All for me. A gift, the only gift he knew how to give. His strength.
Tears spilled hot down my cheeks.
I’d misjudged him, after all. Just as badly as he’d misjudged me.
Lucas slumped in a chair, blood stiffening on his torn shirt. Sunlight poured in the hover windows, I pushed my hair back behind my ear and examined him.
He looked like hell, gaunt and sticky with dry blood everywhere except for a swipe on his cheek where he’d probably rubbed the dirt-dusted gummy crust off. He still held one 60-watt plasgun, tilted up with the smooth black plasteel barrel resting against his cheek. His legs stretched out, clad in shredded jeans. At least his boots had survived. His yellow eyes, half-lidded, were distant and full of some emotion I didn’t want to examine too closely.
Something like banked rage, and satisfaction.
I lowered myself down in the chair opposite him. This hover was good-sized but narrow, with round porthole windows like a military transport. I didn’t know where Lucas had gotten it, but it was taking us away from DMZ Sarajevo, and that was all I cared about.
McKinley and Japhrimel held a low conference up front in the pilot booth—this hover was old enough to have an actual booth instead of a cockpit—and Vann leaned against the booth’s entrance, his arms folded. He scowled at Lucas. There were horrible livid bruises on his brown face, and one eye was bandaged.
I didn’t want to know.
There was no smell of human in the hover. The agents smelled like dried cinnamon, with the faintest tang of demon, Lucas smelled like a stasis cabinet and blood dried to flakes, and Japhrimel and I… well, we smelled like demon. Of course.

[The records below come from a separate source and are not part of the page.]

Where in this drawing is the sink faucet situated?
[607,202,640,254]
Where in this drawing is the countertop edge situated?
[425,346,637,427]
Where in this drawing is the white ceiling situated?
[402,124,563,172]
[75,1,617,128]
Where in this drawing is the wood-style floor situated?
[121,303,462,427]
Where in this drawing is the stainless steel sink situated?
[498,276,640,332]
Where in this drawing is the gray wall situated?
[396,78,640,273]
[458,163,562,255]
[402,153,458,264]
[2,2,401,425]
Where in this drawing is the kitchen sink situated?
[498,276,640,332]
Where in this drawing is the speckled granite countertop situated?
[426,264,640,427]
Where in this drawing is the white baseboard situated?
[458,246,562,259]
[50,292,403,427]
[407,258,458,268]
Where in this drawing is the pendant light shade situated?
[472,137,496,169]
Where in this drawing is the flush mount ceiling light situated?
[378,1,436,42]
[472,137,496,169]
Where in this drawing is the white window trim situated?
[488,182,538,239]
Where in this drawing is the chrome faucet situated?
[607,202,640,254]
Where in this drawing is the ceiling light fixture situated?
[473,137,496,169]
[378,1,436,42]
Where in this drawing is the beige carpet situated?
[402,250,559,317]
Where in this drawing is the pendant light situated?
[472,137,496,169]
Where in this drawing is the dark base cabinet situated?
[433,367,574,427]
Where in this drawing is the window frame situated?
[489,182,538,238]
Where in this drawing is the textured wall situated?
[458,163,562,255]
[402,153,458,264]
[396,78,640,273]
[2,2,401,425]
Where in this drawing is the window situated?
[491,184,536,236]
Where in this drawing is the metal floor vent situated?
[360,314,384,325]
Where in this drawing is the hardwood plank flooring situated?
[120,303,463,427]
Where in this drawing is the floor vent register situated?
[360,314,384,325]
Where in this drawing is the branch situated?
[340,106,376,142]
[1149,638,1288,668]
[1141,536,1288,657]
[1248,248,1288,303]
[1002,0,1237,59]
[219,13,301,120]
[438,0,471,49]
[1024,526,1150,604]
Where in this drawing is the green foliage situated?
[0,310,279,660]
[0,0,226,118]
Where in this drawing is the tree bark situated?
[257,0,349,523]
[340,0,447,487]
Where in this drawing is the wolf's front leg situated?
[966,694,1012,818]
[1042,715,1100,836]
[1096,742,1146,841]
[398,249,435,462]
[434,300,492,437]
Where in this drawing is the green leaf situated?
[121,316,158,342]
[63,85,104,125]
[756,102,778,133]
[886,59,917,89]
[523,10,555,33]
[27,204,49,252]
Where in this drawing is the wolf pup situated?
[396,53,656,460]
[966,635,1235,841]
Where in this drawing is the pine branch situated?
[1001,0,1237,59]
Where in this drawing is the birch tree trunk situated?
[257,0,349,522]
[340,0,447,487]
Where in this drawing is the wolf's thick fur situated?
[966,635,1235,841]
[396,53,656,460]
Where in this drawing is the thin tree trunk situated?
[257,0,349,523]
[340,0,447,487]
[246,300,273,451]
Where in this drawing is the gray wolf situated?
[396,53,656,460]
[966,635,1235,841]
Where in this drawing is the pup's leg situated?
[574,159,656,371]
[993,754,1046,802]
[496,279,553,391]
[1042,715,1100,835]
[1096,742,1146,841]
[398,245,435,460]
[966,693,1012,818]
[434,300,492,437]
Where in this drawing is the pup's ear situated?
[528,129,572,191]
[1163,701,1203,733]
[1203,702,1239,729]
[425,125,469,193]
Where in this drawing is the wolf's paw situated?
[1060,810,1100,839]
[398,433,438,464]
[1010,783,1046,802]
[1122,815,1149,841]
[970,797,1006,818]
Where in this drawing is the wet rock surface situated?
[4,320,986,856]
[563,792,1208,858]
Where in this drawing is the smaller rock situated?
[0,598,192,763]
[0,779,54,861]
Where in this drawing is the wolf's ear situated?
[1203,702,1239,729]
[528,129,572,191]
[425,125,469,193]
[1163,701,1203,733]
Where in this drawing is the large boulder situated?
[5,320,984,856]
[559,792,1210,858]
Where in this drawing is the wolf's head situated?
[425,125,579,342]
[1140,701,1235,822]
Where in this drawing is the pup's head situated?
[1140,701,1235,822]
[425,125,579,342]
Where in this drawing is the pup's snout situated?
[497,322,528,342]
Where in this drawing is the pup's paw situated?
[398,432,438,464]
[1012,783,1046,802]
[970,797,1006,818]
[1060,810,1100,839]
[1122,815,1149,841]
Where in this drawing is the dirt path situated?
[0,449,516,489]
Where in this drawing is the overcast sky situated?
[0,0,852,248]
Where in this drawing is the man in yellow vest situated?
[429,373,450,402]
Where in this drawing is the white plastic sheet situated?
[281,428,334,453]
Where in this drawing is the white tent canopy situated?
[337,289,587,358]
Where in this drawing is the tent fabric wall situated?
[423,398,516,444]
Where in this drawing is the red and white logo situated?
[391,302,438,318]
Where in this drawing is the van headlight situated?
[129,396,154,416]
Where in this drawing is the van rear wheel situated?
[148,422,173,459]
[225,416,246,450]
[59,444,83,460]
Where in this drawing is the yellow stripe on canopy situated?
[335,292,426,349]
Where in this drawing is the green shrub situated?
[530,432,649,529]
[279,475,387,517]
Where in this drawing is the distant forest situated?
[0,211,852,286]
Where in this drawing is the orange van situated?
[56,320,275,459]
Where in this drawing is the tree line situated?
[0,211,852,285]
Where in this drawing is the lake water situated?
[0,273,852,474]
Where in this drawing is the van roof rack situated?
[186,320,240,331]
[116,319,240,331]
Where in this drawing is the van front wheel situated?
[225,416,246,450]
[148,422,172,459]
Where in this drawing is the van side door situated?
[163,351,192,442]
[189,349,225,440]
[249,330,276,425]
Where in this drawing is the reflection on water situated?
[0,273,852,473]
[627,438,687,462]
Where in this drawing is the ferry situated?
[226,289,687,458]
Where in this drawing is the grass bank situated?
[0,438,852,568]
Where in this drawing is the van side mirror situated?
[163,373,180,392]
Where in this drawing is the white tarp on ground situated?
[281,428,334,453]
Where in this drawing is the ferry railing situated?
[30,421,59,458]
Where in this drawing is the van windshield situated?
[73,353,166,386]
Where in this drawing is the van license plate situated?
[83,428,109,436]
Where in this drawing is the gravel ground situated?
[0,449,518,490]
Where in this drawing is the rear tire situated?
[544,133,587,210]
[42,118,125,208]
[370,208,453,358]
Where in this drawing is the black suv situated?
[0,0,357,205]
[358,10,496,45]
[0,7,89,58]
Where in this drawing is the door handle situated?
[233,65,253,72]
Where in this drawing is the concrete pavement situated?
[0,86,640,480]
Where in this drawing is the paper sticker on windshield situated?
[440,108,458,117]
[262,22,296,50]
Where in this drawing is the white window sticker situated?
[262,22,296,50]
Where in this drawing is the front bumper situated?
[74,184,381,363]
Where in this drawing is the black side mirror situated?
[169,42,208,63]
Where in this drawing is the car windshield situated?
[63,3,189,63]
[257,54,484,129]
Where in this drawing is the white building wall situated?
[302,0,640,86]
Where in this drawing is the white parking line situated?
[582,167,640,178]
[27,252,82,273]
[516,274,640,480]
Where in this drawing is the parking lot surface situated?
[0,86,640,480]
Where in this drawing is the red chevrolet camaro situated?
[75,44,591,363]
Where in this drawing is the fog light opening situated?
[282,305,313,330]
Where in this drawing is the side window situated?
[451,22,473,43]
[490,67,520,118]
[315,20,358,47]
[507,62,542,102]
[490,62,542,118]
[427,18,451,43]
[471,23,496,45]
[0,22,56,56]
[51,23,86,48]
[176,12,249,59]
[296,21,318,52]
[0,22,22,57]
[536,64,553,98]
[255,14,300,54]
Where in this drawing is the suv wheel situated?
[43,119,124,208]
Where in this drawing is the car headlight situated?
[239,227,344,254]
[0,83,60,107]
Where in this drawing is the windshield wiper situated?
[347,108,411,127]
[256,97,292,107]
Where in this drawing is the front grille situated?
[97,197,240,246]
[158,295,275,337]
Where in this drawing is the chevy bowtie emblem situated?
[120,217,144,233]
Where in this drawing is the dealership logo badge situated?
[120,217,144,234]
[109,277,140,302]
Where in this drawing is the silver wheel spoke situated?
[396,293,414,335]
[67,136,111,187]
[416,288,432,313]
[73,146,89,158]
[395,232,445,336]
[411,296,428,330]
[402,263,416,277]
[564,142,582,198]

I leaned back in the chair, my katana across my knees.
I have a blade that bit the Devil. Gods grant me strength enough to use it next time. I’m sure there’s going to be a next time.
“Who are you really working for, Lucas?” My voice was quiet, stroking the air, calming.
He shrugged, his eyelids dropping another millimeter. “You,” he said, in his painful whisper. “Since New Prague. I was contracted by Ol’ Blue Eyes to meet you, look after you. Figured the two jobs tallied.”